Kopfschmerzen treten bei Kindern häufig auf, und die meisten Fälle sind mild und nichts, worüber Sie sich Sorgen machen müssen. Manchmal können Kopfschmerzen bei Kindern jedoch die Folge einer ernsthaften Grunderkrankung sein. Suchen Sie nach Symptomen, die darauf hindeuten können, dass die Kopfschmerzen Ihres Kindes durch eine ernsthafte Grunderkrankung verursacht werden, einschließlich Persönlichkeitsveränderungen, Krampfanfällen und Gleichgewichtsproblemen bei Ihrem Kind.

Ein Wort von Verywell

Es kann schwierig sein, Ihrem Kind bei Kopfschmerzen zuzusehen. Die gute Nachricht ist, dass Kinder in den meisten Fällen Kopfschmerzen bekommen, deren Ursache durch verschiedene Änderungen des Lebensstils und rezeptfreie Behandlungen beherrschbar ist.

Wenn Sie vermuten, dass die Kopfschmerzen Ihres Kindes durch einen Gesundheitszustand verursacht werden und Sie einige Warnsignale bemerken, können Sie einen Termin mit Ihrem Arzt vereinbaren, um eine richtige Diagnose zu stellen. Je schneller Sie herausfinden, was die Ursache für die Kopfschmerzen Ihres Kindes ist, desto schneller können Sie ihm bei der Behandlung helfen.

Häufig gestellte Fragen

Wie erkenne ich, wann aus einem pädiatrischen Kopfschmerz eine Migräne wird?
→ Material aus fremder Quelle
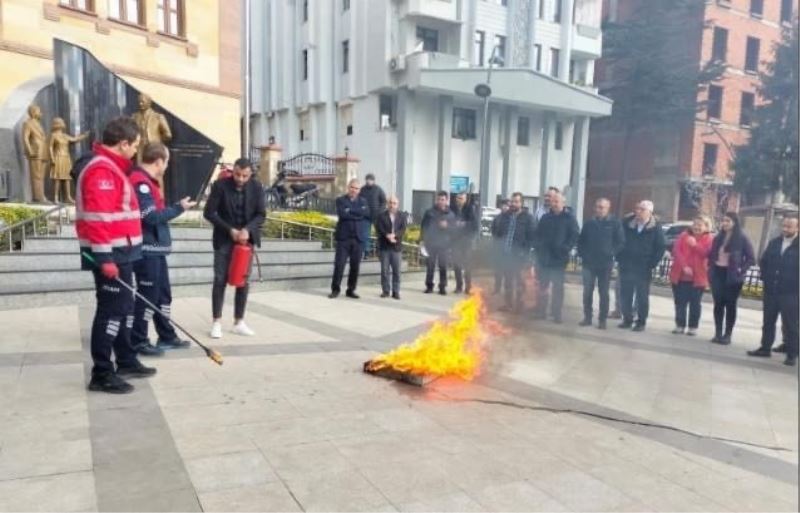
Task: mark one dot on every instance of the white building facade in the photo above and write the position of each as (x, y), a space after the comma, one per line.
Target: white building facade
(392, 82)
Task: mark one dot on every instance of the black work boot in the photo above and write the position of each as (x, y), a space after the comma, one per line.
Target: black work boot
(109, 383)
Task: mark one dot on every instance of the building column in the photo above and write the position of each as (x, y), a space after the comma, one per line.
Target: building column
(445, 137)
(580, 150)
(405, 147)
(511, 119)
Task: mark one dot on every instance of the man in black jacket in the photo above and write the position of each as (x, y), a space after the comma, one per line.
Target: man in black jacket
(556, 235)
(514, 232)
(352, 211)
(376, 201)
(236, 208)
(779, 272)
(642, 252)
(436, 231)
(465, 233)
(391, 227)
(600, 240)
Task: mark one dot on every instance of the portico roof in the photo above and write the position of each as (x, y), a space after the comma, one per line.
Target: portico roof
(513, 86)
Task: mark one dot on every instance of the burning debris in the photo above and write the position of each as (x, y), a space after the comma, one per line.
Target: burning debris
(454, 346)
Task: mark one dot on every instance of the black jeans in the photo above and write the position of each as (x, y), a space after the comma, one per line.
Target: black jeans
(346, 250)
(635, 283)
(687, 296)
(551, 283)
(726, 296)
(152, 281)
(436, 256)
(602, 277)
(222, 260)
(390, 268)
(785, 305)
(113, 320)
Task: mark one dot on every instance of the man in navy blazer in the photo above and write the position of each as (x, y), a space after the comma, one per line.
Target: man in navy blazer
(352, 210)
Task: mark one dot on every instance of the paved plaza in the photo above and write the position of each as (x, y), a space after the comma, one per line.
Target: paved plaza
(563, 418)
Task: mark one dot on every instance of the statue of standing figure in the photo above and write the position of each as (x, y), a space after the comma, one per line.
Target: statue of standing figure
(60, 159)
(35, 146)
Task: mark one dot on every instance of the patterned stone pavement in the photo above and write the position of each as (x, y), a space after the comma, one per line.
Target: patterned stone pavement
(290, 423)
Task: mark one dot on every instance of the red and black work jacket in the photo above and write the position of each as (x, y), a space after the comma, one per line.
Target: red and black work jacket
(108, 221)
(157, 239)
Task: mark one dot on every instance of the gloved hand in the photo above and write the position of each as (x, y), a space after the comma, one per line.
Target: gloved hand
(109, 270)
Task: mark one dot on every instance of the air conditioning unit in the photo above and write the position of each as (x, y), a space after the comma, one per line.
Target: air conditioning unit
(397, 63)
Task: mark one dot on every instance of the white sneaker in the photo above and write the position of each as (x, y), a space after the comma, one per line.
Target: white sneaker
(216, 330)
(240, 328)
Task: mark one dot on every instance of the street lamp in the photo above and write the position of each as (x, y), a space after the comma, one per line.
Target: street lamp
(485, 91)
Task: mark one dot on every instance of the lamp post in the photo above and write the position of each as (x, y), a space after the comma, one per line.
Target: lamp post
(485, 91)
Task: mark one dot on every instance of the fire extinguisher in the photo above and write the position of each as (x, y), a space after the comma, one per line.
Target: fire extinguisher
(239, 268)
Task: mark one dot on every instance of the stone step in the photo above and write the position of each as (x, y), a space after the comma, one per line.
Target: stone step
(27, 282)
(70, 245)
(16, 262)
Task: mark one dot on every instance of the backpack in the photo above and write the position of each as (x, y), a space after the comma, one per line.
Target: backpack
(79, 165)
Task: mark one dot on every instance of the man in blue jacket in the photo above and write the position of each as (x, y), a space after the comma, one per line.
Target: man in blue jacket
(152, 272)
(352, 210)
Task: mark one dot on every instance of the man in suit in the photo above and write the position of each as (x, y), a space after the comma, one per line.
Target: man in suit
(236, 208)
(352, 210)
(391, 227)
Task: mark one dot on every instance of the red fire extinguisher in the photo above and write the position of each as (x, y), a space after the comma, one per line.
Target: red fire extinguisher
(241, 260)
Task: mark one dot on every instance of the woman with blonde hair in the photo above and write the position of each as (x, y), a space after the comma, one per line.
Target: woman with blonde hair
(689, 274)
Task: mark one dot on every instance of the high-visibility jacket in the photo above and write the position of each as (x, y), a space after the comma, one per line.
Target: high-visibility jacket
(107, 211)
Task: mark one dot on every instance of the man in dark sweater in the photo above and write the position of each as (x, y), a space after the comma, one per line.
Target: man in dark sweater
(436, 231)
(779, 272)
(600, 240)
(555, 236)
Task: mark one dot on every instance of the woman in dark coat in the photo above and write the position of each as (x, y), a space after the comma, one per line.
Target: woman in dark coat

Die Symptome einer Migräne sind spezifisch, sodass es leicht zu erkennen ist, wann aus Kopfschmerzen eine Migräne wird. Ein solches Symptom, das Sie auf eine Migräne aufmerksam machen kann, sind Schmerzen, die sich bei körperlicher Aktivität verschlimmern. Manchen Kindern fällt es schwer, ihre Symptome zu übermitteln, insbesondere wenn sie jung sind. Wenn Sie also Symptome einer sich verschlimmernden Kopfschmerzen wie Weinen bemerken, hat Ihr Kind wahrscheinlich Migräne.

Wann sollte ich mir Sorgen um die Kopfschmerzen meines Kindes machen?

Es gibt viele Warnsignale, die Anlass zur Sorge geben. Wenn bei Ihrem Kind Symptome wie Erbrechen ohne Übelkeit, Gleichgewichtsstörungen oder Schwäche in den Beinen und Armen sowie Fieber mit steifem Nacken auftreten, sollten Sie so schnell wie möglich zum Arzt gehen. Diese Symptome, zusammen mit Persönlichkeitsveränderungen, Kopfschmerzen am frühen Morgen und Ohnmacht oder Krampfanfällen, sind alles Anzeichen dafür, dass eine Grunderkrankung die Kopfschmerzen Ihres Kindes verursachen kann.

Wird die Bildschirmzeit Auswirkungen auf pädiatrische Kopfschmerzen haben?

Untersuchungen haben gezeigt, dass eine übermäßige Nutzung von Elektronik und zu viel Zeit damit, auf einen Bildschirm zu starren, Kopfschmerzen bei Kindern auslösen oder verschlimmern (verschlimmern) können. Um das Risiko zu verringern, dass Ihr Kind durch zu viel Bildschirmzeit Kopfschmerzen bekommt, können Sie die elektronische Nutzung auf weniger als zwei Stunden pro Tag beschränken.